Trois manières d’inscrire des gestes dans l’espace, pas plus. Avec deux lois pour toutes nos émotions : la relativité, l’irréversibilité.

Il y a ces légendes de marins partis quelques mois en mer : quand il reviennent le pays a changé, les habitants méfiants, voyant débarquer ces hommes barbus et à la peau burinée, ne disent pas bonjour, et quand on les interroge ils disent que non, ils n’ont pas souvenir de cette maison aux volets bleus qui surplombait la baie, non, ils ne connaissent pas le nom des familles de ceux là qui viennent du large. Les marins disent croyez-nous, ici c’est chez nous. Ceux de la terre haussent les épaules, les prennent pour des fous. Depuis le pont du bateau, les marins cherchent partout ce qui serait une preuve de leur appartenance au lieu, finissent par trouver des restes, des vestiges, des tombes. Oui, ils appartiennent à ce lieu, mais pas à ce temps. Des centaines d’années se sont écoulées depuis leur départ, leurs enfants sont morts et enterrés depuis si longtemps qu’on ne connait même plus le chemin de leur descendance. Ils sont les habitants d’un temps révolu, car le temps n’a pas eu le même écoulement sur leur bateau et sur la terre. Un conte seulement : celui, très ancien, de la théorie de la relativité. Dans la légende, un marin obstiné ne veut pas admettre que sa vie n’est plus, veut quand même débarquer, et sitôt qu’il pose pied à terre, s’écroule en poussière.
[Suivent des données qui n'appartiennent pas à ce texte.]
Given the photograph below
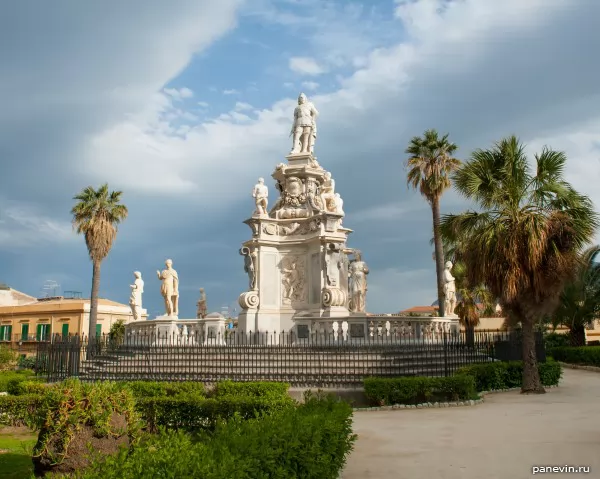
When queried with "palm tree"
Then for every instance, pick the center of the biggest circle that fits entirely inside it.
(579, 304)
(524, 243)
(429, 167)
(96, 215)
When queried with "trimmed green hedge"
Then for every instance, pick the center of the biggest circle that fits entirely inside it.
(506, 375)
(10, 377)
(583, 355)
(417, 390)
(152, 389)
(310, 441)
(256, 389)
(191, 414)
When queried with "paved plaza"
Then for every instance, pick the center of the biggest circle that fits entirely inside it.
(501, 438)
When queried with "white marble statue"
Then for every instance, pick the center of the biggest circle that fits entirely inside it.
(357, 286)
(304, 129)
(328, 192)
(260, 193)
(169, 288)
(449, 291)
(135, 300)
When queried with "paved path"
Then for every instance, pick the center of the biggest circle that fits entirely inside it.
(501, 438)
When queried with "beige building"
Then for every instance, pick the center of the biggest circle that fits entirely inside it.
(25, 320)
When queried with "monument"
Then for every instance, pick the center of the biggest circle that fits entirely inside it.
(135, 300)
(297, 259)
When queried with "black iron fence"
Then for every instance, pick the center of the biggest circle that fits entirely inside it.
(319, 360)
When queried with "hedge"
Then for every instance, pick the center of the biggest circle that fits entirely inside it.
(19, 410)
(505, 375)
(251, 389)
(416, 390)
(310, 441)
(192, 414)
(9, 377)
(583, 355)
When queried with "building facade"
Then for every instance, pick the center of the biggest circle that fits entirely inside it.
(24, 325)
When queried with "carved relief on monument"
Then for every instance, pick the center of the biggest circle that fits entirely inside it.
(293, 279)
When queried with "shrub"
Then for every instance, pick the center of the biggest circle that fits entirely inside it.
(19, 410)
(416, 390)
(251, 389)
(311, 441)
(505, 375)
(8, 377)
(583, 355)
(194, 413)
(73, 414)
(152, 389)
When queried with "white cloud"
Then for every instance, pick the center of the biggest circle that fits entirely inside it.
(310, 85)
(179, 94)
(305, 66)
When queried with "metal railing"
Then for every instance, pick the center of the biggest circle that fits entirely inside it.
(319, 360)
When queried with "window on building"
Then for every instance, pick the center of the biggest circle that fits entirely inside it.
(43, 332)
(24, 332)
(5, 332)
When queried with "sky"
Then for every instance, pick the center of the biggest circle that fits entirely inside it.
(182, 105)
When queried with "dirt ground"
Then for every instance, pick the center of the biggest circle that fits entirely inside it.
(505, 437)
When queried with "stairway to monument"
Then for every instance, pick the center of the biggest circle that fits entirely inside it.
(298, 366)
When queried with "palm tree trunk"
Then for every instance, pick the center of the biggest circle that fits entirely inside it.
(577, 335)
(94, 307)
(439, 254)
(531, 376)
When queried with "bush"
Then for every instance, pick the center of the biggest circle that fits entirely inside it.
(416, 390)
(255, 389)
(192, 414)
(153, 389)
(311, 441)
(19, 410)
(9, 377)
(505, 375)
(583, 355)
(72, 415)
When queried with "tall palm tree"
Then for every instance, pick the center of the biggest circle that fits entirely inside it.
(429, 167)
(96, 215)
(579, 304)
(524, 243)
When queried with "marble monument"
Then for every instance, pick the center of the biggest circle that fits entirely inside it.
(297, 260)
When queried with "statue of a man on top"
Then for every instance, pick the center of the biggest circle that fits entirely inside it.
(304, 129)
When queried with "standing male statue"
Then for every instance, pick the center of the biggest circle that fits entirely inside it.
(135, 300)
(169, 288)
(449, 290)
(304, 129)
(260, 193)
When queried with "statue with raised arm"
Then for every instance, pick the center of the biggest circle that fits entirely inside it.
(135, 300)
(169, 288)
(260, 193)
(449, 290)
(304, 128)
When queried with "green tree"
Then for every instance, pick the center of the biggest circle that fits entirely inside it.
(96, 215)
(524, 242)
(429, 167)
(579, 304)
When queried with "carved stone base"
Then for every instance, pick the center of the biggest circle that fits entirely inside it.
(249, 300)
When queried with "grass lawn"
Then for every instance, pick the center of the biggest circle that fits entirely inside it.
(16, 444)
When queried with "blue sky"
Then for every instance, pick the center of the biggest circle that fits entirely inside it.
(183, 104)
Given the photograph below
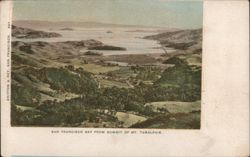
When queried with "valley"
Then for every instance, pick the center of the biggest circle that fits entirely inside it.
(116, 80)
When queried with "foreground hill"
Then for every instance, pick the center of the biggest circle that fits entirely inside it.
(61, 84)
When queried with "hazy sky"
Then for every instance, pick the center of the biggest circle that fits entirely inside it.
(178, 14)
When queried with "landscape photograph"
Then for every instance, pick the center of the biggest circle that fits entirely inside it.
(106, 64)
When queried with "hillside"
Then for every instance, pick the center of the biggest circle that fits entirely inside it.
(19, 32)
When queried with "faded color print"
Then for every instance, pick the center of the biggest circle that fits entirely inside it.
(106, 64)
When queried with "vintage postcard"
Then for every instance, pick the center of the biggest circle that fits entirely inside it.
(106, 64)
(124, 78)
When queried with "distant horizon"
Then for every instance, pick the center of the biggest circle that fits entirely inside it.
(96, 22)
(151, 13)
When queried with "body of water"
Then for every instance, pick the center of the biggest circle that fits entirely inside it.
(128, 38)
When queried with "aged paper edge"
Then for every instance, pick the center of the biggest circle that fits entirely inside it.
(225, 102)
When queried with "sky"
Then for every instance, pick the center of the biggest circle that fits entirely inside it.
(163, 13)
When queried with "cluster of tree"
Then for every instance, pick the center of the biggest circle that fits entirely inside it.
(178, 83)
(65, 80)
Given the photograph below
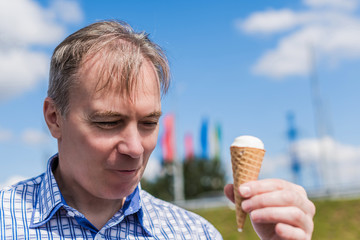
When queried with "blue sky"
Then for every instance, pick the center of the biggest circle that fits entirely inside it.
(242, 64)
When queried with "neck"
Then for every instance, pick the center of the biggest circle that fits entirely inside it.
(96, 210)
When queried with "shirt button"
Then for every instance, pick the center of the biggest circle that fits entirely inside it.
(98, 237)
(71, 214)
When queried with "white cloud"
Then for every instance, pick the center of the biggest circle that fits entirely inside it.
(12, 180)
(338, 4)
(35, 137)
(323, 161)
(268, 22)
(334, 34)
(25, 25)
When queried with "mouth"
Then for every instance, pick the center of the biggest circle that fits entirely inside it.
(127, 171)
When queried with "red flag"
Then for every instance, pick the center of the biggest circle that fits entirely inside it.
(168, 139)
(189, 146)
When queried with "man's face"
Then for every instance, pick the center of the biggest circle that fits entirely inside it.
(106, 139)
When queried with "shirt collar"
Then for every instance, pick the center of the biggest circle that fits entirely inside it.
(48, 199)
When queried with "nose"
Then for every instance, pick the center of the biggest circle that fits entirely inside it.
(130, 143)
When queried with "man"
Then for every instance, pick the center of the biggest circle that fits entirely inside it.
(103, 107)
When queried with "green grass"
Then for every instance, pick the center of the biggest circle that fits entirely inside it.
(334, 219)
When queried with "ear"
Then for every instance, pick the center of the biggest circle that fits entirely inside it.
(52, 117)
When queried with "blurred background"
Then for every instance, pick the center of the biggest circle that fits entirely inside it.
(284, 71)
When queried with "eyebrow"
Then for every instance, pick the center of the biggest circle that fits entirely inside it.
(111, 114)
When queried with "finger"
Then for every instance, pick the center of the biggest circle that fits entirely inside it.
(229, 192)
(288, 232)
(278, 199)
(287, 215)
(252, 188)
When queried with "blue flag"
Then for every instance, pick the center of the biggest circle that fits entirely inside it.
(204, 139)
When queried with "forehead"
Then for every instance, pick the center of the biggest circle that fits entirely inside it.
(106, 73)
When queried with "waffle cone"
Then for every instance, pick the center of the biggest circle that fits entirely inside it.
(246, 164)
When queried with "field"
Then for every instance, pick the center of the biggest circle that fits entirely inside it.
(334, 219)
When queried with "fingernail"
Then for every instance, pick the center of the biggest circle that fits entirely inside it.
(245, 191)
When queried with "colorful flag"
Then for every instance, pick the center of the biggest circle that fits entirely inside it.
(217, 142)
(204, 139)
(168, 138)
(189, 146)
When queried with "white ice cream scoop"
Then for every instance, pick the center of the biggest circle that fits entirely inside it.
(248, 141)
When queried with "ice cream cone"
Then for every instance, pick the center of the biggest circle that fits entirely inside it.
(246, 164)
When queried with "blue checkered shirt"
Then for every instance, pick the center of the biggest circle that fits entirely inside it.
(35, 209)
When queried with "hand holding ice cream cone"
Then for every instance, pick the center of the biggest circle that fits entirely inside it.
(247, 153)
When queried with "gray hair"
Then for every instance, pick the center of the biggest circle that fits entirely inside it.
(122, 50)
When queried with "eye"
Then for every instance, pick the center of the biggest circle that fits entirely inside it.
(109, 124)
(149, 124)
Et si la petite fille de la péniche sautait sur la rive, deviendrait-elle une vieillarde ridée, perclue ?

Petite fille tu cours vers l’après de tes gestes, puis tu reviens vers l’avant de ta toute petite vie, qui deviendra l’arrière de toutes tes pensées. Tu cours sur une arête, tu cours en tous sens qui n’en est jamais qu’un, tu cours arrimée et en laisse, tu cours, tu es libre.